1950~53年に朝鮮半島で起きた戦争により10万人以上が孤児になったとされる。そして北朝鮮では孤児たちの一部が、当時共産圏であった東欧諸国に送られ現地の孤児院で教育受けた。しかし、その目的や詳細は謎のままである。本作品内でも登場するが、この事実に関してはポーランド人ジャーナリストのJolanta Krysowata氏により最初に取り上げられ、ドキュメンタリー映画「Kim Ki Dok」として2006年に発表された。北朝鮮の要請に応じて東欧各国に送られた孤児は総6000人余り、ポーランドはそのうち1500人ほどを静かな森に囲まれた村プワコビツェ(Plakowice)に受け入れた。第二次大戦で大きく破壊され、国全体が貧しい生活を強いられる中、外国人の受け入れが反感を買わないように孤児院はできるだけ人目に触れさせない意図であったらしい。
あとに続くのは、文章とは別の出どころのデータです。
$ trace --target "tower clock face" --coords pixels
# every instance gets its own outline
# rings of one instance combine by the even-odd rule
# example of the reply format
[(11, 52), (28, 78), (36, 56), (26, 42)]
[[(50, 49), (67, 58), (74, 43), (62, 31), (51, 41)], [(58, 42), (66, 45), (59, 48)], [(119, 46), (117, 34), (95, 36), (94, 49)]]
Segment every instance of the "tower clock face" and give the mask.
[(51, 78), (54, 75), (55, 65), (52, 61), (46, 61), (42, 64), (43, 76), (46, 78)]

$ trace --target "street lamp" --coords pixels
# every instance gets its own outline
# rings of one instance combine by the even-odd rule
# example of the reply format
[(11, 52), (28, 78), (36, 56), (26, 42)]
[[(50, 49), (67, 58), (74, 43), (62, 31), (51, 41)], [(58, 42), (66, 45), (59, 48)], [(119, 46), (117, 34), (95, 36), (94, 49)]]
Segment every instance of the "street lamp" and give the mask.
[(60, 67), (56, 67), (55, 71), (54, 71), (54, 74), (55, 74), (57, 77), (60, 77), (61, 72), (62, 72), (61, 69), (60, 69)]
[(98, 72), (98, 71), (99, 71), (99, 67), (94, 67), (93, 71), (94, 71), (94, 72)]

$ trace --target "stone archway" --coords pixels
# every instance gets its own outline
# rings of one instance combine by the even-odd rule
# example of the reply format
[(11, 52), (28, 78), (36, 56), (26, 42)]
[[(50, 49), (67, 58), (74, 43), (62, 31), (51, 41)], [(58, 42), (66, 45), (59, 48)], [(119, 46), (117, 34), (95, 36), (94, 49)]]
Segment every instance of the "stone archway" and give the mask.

(コリア・ヘラルド)
孤児たちに同行した北朝鮮の監督者は思想教育への妨げになると「愛情と甘いもの」を与えない事をポーランド教師に要求する。しかし、彼らは愛情を十二分に注いで育て面倒を見た。チュ・サンミ監督はその理由を知りたいと切実に想い旅と取材を続け、ある結論に達する。紛争や戦争は過去から現在まで、ウクライナも含め世界中で絶えることない戦禍。国の指導者や権力者は戦闘や戦果に関しては多くを語るが、最も弱い立場にある人間は忘れ去られ、記録にも残らない。監督が幾度か口にする「傷の連帯」という言葉の中に、彼女がこの映画で訴えたかった本質と、映像の中に登場する人々の涙の意味が刻まれている。